You'll read this book and wish you knew Patti Smith. Wish you could go for coffee with her (she drinks a lot of coffee), talk about books and British crime dramas, wander around with her as she takes Polaroid photographs, and generally be her friend. There's a warmth to her on the page that the famous proto-punk, rock-star persona might seem to belie.

Smith came to prominence in New York in the mid-seventies: androgynous spoken-word poetry pioneer, fierce singer, and soul-mate of the photographer Robert Mapplethorpe. (It was Smith who suggested he pick up his first Polaroid camera, the medium that made him infamous.) She recounts their relationship in her previous memoir, Just Kids, a National Book Award winner and New York Times bestseller.

Fans of Just Kids might miss the narrative momentum of that account, not to mention the aura of myth and celebrity – Andy Warhol at Max's Kansas City, the Chelsea Hotel, William Burroughs, Allen Ginsburg, Bob Dylan, CBGB.
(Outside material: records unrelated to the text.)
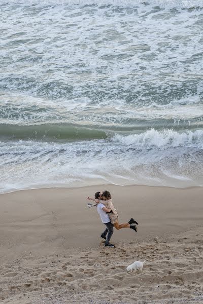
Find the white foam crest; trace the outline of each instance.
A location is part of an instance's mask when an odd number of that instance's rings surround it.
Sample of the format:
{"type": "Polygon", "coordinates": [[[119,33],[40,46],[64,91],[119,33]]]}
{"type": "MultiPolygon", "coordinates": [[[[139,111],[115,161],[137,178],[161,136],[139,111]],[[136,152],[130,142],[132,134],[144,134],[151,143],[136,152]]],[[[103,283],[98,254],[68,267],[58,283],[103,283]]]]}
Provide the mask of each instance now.
{"type": "Polygon", "coordinates": [[[160,8],[189,9],[203,7],[202,0],[1,0],[0,4],[22,4],[46,5],[84,5],[99,6],[112,5],[121,7],[133,7],[138,5],[147,4],[160,8]]]}
{"type": "Polygon", "coordinates": [[[152,128],[140,134],[123,136],[116,134],[114,142],[139,149],[167,149],[177,147],[203,148],[203,130],[178,133],[173,130],[157,131],[152,128]]]}

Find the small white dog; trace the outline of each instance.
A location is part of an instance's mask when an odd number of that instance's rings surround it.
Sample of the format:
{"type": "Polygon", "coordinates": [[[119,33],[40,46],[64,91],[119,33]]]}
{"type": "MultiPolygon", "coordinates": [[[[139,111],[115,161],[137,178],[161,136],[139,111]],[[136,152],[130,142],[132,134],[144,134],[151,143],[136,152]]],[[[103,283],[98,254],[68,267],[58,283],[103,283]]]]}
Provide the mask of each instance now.
{"type": "Polygon", "coordinates": [[[137,270],[139,271],[142,271],[143,268],[143,264],[145,262],[146,260],[144,261],[144,262],[140,262],[140,261],[136,261],[132,264],[129,265],[126,268],[126,270],[128,274],[131,273],[133,272],[133,270],[137,271],[137,270]]]}

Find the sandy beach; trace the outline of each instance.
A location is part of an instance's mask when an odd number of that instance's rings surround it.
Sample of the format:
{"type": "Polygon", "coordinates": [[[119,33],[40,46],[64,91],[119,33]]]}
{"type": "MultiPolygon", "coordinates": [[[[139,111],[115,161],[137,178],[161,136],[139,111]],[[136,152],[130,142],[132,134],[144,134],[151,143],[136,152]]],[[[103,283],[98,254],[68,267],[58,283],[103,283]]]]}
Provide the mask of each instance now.
{"type": "Polygon", "coordinates": [[[0,302],[202,303],[202,189],[115,185],[19,191],[0,196],[0,302]],[[120,222],[104,226],[86,198],[109,189],[120,222]],[[134,260],[143,271],[128,274],[134,260]]]}

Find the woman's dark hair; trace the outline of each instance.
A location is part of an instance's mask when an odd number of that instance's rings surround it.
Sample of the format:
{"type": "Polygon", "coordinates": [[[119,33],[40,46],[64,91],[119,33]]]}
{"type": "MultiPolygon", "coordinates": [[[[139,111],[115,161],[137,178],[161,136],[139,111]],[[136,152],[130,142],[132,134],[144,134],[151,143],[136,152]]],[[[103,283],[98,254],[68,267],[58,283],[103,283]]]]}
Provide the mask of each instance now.
{"type": "Polygon", "coordinates": [[[105,196],[106,198],[107,198],[108,200],[111,200],[111,195],[109,191],[105,190],[105,191],[104,191],[103,193],[102,194],[102,195],[103,196],[105,196]]]}
{"type": "Polygon", "coordinates": [[[96,192],[94,195],[94,197],[95,199],[99,199],[100,197],[100,191],[98,191],[98,192],[96,192]]]}

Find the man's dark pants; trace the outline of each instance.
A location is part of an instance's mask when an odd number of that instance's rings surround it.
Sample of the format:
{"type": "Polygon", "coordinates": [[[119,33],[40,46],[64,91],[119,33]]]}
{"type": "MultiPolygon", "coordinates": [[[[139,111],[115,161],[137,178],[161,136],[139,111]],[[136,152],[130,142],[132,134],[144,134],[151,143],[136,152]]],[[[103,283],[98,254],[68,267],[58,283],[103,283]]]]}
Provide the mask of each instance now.
{"type": "Polygon", "coordinates": [[[103,233],[101,234],[102,236],[106,237],[107,236],[107,239],[106,240],[106,244],[109,244],[110,239],[114,233],[114,225],[110,221],[108,223],[104,223],[105,225],[107,226],[107,228],[105,229],[103,233]]]}

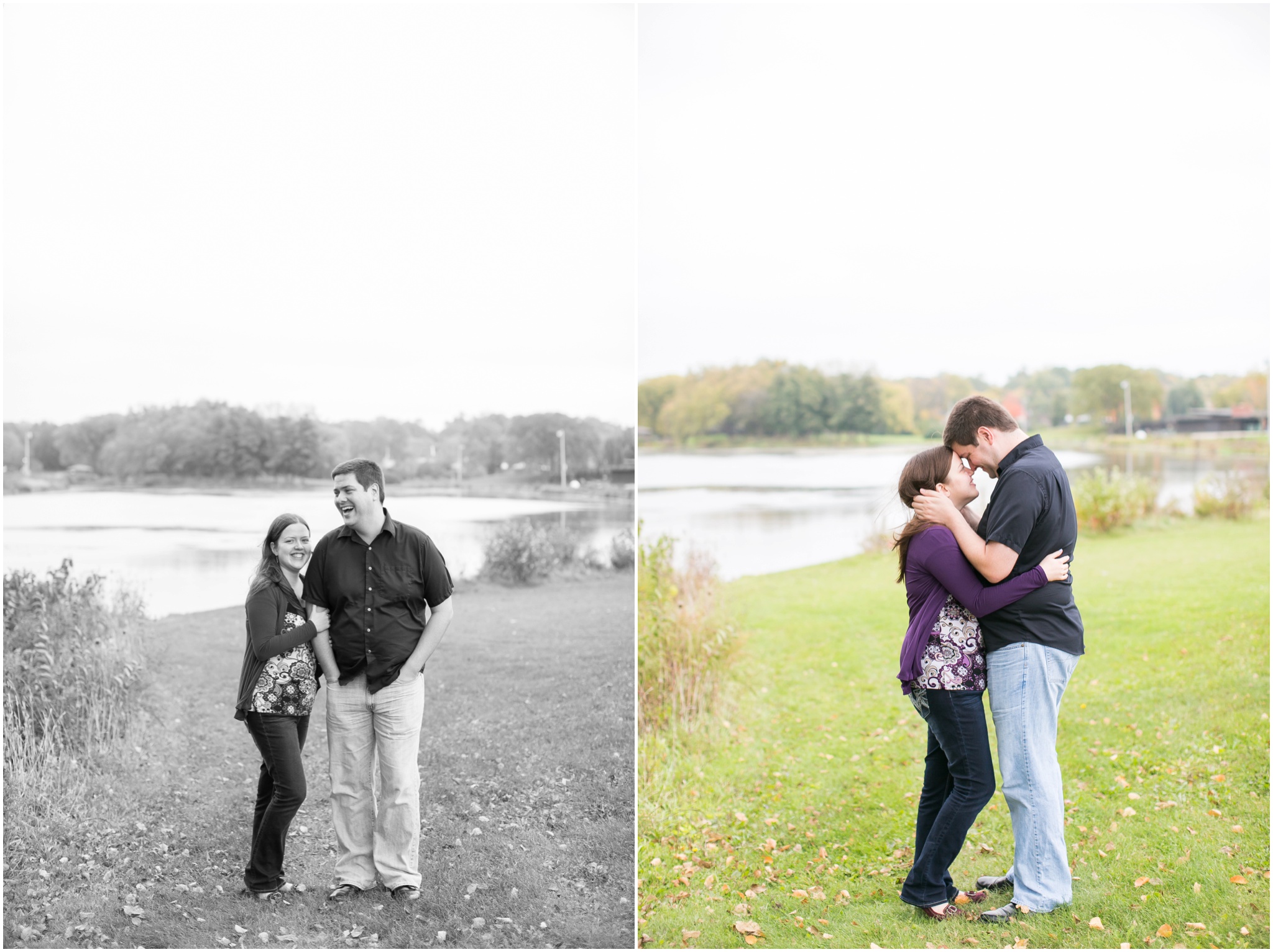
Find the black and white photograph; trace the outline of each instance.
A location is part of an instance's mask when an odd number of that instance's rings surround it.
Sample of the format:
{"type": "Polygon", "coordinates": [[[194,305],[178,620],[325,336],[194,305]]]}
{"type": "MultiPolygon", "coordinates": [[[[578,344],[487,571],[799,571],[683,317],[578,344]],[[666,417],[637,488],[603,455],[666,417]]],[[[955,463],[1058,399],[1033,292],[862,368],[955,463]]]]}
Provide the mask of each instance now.
{"type": "Polygon", "coordinates": [[[4,10],[4,944],[629,948],[635,10],[4,10]]]}

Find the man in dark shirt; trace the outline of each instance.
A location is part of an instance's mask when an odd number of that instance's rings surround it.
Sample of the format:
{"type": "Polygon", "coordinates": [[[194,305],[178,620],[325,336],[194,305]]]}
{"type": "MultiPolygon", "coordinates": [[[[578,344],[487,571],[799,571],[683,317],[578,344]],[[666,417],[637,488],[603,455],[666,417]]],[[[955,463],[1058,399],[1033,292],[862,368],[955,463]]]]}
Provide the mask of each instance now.
{"type": "Polygon", "coordinates": [[[424,665],[453,614],[451,573],[433,540],[395,522],[384,474],[365,459],[332,470],[345,525],[318,540],[306,600],[331,613],[340,669],[327,680],[327,754],[341,902],[376,885],[420,897],[420,722],[424,665]],[[372,772],[379,761],[376,808],[372,772]]]}
{"type": "MultiPolygon", "coordinates": [[[[1074,500],[1066,470],[1043,437],[1026,436],[994,400],[969,397],[951,411],[945,442],[971,468],[997,479],[990,501],[978,517],[924,491],[915,500],[915,515],[947,526],[987,582],[1029,572],[1057,549],[1073,559],[1074,500]]],[[[993,921],[1021,911],[1048,913],[1073,896],[1057,760],[1060,698],[1083,653],[1083,620],[1072,581],[1049,582],[980,619],[1015,840],[1012,868],[976,881],[979,887],[1012,887],[1011,902],[981,914],[993,921]]]]}

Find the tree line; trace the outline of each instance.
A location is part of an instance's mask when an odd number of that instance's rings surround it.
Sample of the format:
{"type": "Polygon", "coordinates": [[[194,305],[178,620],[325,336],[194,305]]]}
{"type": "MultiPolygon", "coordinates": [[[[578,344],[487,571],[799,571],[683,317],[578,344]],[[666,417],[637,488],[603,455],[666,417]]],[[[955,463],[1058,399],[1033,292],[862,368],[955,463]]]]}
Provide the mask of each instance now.
{"type": "Polygon", "coordinates": [[[1123,364],[1069,370],[1021,371],[1003,386],[976,376],[883,380],[824,372],[782,361],[709,367],[695,374],[643,380],[638,423],[682,441],[698,436],[813,436],[819,433],[939,435],[951,407],[985,394],[1004,403],[1031,428],[1068,422],[1122,423],[1130,384],[1132,414],[1161,419],[1203,407],[1268,408],[1268,375],[1180,377],[1123,364]]]}
{"type": "Polygon", "coordinates": [[[75,423],[5,423],[4,464],[10,472],[22,466],[29,432],[33,470],[88,466],[121,482],[323,478],[355,456],[379,463],[390,482],[508,470],[551,480],[560,474],[558,431],[565,432],[572,478],[594,478],[631,465],[633,428],[591,417],[458,417],[430,431],[386,417],[327,423],[210,400],[107,413],[75,423]]]}

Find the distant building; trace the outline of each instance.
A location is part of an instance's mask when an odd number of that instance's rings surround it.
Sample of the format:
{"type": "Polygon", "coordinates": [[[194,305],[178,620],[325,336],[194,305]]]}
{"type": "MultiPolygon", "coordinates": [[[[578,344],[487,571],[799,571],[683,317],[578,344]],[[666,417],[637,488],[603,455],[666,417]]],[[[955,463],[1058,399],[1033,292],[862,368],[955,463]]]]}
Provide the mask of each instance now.
{"type": "Polygon", "coordinates": [[[1167,430],[1178,433],[1216,433],[1227,430],[1259,431],[1269,428],[1269,412],[1244,404],[1220,409],[1198,408],[1167,417],[1165,423],[1167,430]]]}

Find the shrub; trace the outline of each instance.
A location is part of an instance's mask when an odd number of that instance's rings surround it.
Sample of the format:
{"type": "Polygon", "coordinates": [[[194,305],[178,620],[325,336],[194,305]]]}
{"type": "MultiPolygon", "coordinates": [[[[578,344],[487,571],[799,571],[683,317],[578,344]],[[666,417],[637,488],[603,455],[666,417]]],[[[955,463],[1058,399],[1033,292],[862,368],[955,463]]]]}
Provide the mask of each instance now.
{"type": "Polygon", "coordinates": [[[636,679],[642,731],[694,728],[719,690],[735,644],[719,622],[715,567],[691,552],[684,569],[661,535],[636,545],[636,679]]]}
{"type": "Polygon", "coordinates": [[[1268,503],[1268,482],[1262,487],[1234,473],[1212,474],[1194,487],[1194,515],[1203,519],[1242,519],[1262,503],[1268,503]]]}
{"type": "Polygon", "coordinates": [[[1092,469],[1073,482],[1074,508],[1081,529],[1094,533],[1129,525],[1153,512],[1157,493],[1144,477],[1123,474],[1118,466],[1092,469]]]}
{"type": "MultiPolygon", "coordinates": [[[[6,782],[38,783],[64,756],[107,751],[135,708],[144,662],[141,602],[107,604],[102,576],[4,576],[4,758],[6,782]]],[[[8,784],[6,784],[8,785],[8,784]]]]}
{"type": "Polygon", "coordinates": [[[488,578],[530,585],[579,562],[579,534],[565,526],[513,520],[495,527],[482,554],[488,578]]]}
{"type": "Polygon", "coordinates": [[[636,545],[633,530],[625,529],[610,540],[610,564],[614,568],[631,568],[636,561],[636,545]]]}

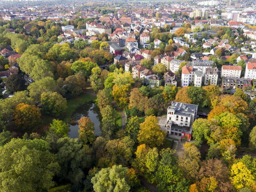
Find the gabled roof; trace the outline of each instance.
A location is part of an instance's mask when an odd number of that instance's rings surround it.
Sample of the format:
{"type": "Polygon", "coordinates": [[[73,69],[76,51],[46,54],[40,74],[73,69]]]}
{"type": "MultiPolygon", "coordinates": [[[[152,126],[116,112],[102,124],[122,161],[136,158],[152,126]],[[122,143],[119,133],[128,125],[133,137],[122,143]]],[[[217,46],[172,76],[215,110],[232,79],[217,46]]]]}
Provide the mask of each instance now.
{"type": "Polygon", "coordinates": [[[182,67],[183,74],[190,74],[190,72],[193,71],[193,67],[189,65],[186,65],[182,67]]]}
{"type": "Polygon", "coordinates": [[[241,66],[234,65],[222,65],[221,68],[224,70],[242,70],[241,66]]]}

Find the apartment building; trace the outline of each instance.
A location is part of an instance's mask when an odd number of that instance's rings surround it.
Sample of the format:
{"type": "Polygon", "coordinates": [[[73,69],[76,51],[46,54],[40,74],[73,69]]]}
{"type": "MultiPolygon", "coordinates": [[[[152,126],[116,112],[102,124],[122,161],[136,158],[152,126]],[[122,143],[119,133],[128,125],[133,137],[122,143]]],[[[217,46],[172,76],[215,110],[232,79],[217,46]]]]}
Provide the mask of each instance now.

M Train is neither star-struck nor particularly linear. Smith, on the cusp of her seventies now, portrays a life of austerity and solitude devoted to the pursuit of her many obsessions: coffee, the French poet Arthur Rimbaud, Coney Island in winter, a recurring dream she has about a cowboy, the Japanese writer Ryunosuke Akutagawa, visiting graveyards, the AMC/Netflix crime drama The Killing, and the Continental Drift Club – an obscure society serving as an independent branch of the earth-science community. Twenty-seven members, scattered across the hemispheres, have pledged their dedication to the perpetuation of remembrance, specifically in regard to Alfred Wegener, who pioneered the theory of continental drift.

Smith is member No. 23.

At a certain point you will begin to suspect that Smith is a crazy old lady. This will not make you crave her company any less. She buys a derelict bungalow in Rockaway Beach, without setting foot inside it, scant weeks before Hurricane Sandy ravages that community. She talks a little too much about her cowboy dream. She seriously considers delaying her travel plans so she can stay in her London hotel and watch an upcoming Cracker marathon on TV. (This after delaying her plans once already to take advantage of The Saint, A Touch of Frost, and Whitechapel).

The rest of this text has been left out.